# Lange 6302K Performance



## Morso1bo (Apr 3, 2011)

I have the new Lange up and running and have been burning at a chimney temp of 200 for its final day of break in.  It does let smoke into the room when you open the door, less so when the fire is stronger.  It also let a giant puff of smoke out through the air intake at one point.  The draft does not seem as strong as the old Morso, and the logs seem to be burning from back to front (like it is getting air from the back of the stove) unlike from front to back like it should be.  Just wondering if any one out there can help me feel more at ease about this new stove.  
Thanks


----------



## pen (Apr 3, 2011)

I don't know enough about the operation of that stove to know where the air inlets are.  But I can say if I do a small fire in my 30 on a cold stove I had better keep the door closed.  But once that chimney is in the 350+ range (as measured 18 inches up surface temp) Not a wisp comes out regardless of how I open the door, set the air, etc.

I think you need to let that baby burn down a small load of wood then load her up on the hot coals.  I bet you will see a world of difference.

Out of curiousity, what kind of chimney is this running into?  Also, I assume the wood is very well seasoned?

pen


----------



## begreen (Apr 4, 2011)

It's going to take a season of burning to really learn this stove. Unfortunately this is a lousy time to start learning. Draft is weaker and the amount of heated needed is less. 
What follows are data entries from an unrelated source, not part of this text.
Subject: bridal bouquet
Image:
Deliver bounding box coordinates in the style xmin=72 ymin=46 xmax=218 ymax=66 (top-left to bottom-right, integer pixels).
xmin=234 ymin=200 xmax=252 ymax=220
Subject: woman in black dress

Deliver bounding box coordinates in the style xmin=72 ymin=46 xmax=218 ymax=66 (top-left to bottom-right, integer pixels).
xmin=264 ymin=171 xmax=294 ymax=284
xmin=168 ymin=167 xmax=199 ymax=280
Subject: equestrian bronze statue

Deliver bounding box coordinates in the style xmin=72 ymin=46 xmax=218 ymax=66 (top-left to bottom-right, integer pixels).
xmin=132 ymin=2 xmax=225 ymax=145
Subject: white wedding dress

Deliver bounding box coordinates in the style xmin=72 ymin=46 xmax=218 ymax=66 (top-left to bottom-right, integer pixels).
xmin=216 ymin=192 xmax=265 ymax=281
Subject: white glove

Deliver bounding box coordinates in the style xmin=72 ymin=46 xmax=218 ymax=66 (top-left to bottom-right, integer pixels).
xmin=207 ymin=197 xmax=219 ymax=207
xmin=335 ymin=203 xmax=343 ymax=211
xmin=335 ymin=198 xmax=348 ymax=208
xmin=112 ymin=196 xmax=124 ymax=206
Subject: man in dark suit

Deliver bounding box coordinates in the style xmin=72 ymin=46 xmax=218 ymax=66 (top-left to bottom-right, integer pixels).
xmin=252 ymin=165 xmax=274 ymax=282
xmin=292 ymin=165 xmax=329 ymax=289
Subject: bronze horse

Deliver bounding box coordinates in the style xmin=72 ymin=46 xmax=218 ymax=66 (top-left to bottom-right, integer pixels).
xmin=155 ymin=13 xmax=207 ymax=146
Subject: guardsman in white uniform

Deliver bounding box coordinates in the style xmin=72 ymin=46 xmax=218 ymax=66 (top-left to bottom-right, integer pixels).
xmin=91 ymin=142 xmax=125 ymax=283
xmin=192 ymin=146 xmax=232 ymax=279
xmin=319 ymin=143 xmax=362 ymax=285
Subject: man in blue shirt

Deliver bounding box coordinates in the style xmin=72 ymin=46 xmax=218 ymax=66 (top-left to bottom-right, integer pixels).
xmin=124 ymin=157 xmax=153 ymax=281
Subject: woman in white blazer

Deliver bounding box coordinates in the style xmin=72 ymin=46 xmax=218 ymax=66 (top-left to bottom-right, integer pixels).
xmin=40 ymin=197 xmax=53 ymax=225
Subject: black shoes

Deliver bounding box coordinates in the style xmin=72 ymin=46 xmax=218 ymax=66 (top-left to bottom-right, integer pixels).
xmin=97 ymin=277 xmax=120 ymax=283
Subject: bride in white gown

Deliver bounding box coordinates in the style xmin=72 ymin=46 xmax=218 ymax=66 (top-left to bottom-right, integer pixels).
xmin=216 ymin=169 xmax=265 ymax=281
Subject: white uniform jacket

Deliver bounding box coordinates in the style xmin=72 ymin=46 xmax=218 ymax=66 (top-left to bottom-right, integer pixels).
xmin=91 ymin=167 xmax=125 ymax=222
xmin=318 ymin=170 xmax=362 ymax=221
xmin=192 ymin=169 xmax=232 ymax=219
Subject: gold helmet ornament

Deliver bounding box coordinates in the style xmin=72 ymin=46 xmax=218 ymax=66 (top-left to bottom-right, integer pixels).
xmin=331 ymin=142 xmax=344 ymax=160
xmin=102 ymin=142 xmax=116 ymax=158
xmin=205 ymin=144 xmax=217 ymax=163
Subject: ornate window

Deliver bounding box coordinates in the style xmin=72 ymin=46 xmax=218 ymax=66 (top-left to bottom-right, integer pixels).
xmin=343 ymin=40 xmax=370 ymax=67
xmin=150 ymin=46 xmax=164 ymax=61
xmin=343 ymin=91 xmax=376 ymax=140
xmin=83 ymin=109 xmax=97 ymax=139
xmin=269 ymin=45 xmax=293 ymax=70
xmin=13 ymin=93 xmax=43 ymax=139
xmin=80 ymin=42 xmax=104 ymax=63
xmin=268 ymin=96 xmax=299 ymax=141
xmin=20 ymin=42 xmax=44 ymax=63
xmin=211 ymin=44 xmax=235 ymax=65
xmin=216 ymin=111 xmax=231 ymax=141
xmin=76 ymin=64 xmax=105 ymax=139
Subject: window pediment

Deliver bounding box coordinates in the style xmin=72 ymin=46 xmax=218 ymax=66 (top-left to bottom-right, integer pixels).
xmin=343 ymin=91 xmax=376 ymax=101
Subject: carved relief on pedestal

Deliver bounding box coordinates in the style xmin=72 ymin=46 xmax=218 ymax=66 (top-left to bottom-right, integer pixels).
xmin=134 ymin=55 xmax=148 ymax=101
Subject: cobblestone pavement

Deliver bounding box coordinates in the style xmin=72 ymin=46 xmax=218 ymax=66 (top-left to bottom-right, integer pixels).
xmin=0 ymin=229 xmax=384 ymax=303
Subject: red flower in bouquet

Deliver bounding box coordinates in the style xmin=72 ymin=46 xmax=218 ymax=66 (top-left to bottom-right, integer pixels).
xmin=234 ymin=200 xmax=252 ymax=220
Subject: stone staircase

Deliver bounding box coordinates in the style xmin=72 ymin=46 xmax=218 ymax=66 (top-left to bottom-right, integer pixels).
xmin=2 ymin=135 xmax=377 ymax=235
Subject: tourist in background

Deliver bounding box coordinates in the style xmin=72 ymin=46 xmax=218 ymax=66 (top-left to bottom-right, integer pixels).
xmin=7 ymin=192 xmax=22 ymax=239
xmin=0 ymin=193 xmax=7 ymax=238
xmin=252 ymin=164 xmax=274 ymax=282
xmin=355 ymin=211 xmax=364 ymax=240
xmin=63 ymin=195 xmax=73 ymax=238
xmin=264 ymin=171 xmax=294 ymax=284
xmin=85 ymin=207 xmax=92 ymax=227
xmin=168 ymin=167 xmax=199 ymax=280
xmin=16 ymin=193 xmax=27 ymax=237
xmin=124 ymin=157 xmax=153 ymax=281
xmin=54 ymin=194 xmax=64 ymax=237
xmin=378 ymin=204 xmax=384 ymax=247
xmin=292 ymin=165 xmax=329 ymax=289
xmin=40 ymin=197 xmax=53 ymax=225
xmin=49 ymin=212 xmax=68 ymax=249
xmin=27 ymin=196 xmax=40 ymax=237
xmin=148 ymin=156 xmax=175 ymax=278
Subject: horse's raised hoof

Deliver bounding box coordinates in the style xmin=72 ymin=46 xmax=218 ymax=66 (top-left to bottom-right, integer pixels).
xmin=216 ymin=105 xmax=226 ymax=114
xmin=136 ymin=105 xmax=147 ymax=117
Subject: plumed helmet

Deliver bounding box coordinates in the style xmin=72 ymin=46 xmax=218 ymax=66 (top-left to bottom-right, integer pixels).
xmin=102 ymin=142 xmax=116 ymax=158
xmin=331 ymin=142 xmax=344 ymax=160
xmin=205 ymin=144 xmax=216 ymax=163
How are you operating the air controls. It sounds like you had a puff back from shutting down the air too soon. Let the stove really warm up before closing down the lower air supply all the way.


----------



## Morso1bo (Apr 4, 2011)

Thanks for your input. As the fire got warmer the draft improved greatly. As you know the stove has 2 air control vents. After the puff back I have been using the upper one when I am not around to watch the stove, with the lower one barely cracked and this seems to work well. I am not sure of the proper way to use them. There is a steel channel to funnel the air from both air intakes to the coals of the fire. The upper one is completely shrouded by this which makes me feel safer as I get use to the stove, and the air does end up at the same place at the base of the firebox. I have heard some people say that the bottom intake is only to get the fire roaring, but I am not sure. 
I never realized how different this stove would run since it is similar in design to the morso. However the draft has a much more complicated S path it must take to the chimney, while the Morso was right through the top. As a result this stove seems to throw out more heat than the old one, which will be welcomed come next December. The fire box is also HUGE compared to the old one. I know it will take a while to get to know it and feel as comfortable as I did with the old one. Thanks so much for the input it helped put me at ease!


----------



## Morso1bo (Apr 4, 2011)

By the way the chimney is a story and a half brick chimney with a flexible stainless liner, that is swept several times a season.


----------



## Wood Heat Stoves (Apr 4, 2011)

If you have a flex single wall liner in a masonry chimney with no insulation around it, it's going to take burning a hot fire to heat the liner up enough to establish a good draft. You have to overcome the cooling effect of all that cold masonry when you first light the stove up. The puff of smoke was a back puff that comes from a build up of gases in the stove when there's not enough oxygen to burn them continuously, then they ignite at once causing a little mini explosion. I remember the 2 air controls, upper and lower, on the Lange. My guess would be the lower one would be to get maximum air to the wood for getting a hot fire going. Then shut that one down and control the fire with the upper control. This would let air get to the gases under the baffle plate to help them burn.


----------



## Morso1bo (Apr 4, 2011)

Thanks for in info, the chimney was cold due to not really running the stove as I usually do.


----------



## Freischutz (Apr 4, 2011)

I don't have a Lange but did have an Earth Stove from 1978-2007.  The trick for avoiding smoke when I opened the door was to just crack it open for 10-15 seconds and then open it slowly.


----------



## Morso1bo (Apr 4, 2011)

I am really amazed at how much more heat this stove puts out.  When the stack is at 300 degrees it seems so much warmer than when the Morso was at 350 degrees.  I have a white dishwasher that is 3"6" away from the stove and it seems to get pretty warm.  I am assuming it is going to be fine because it is so far away.  Thanks again for all the help as I adjust to a new stove.


----------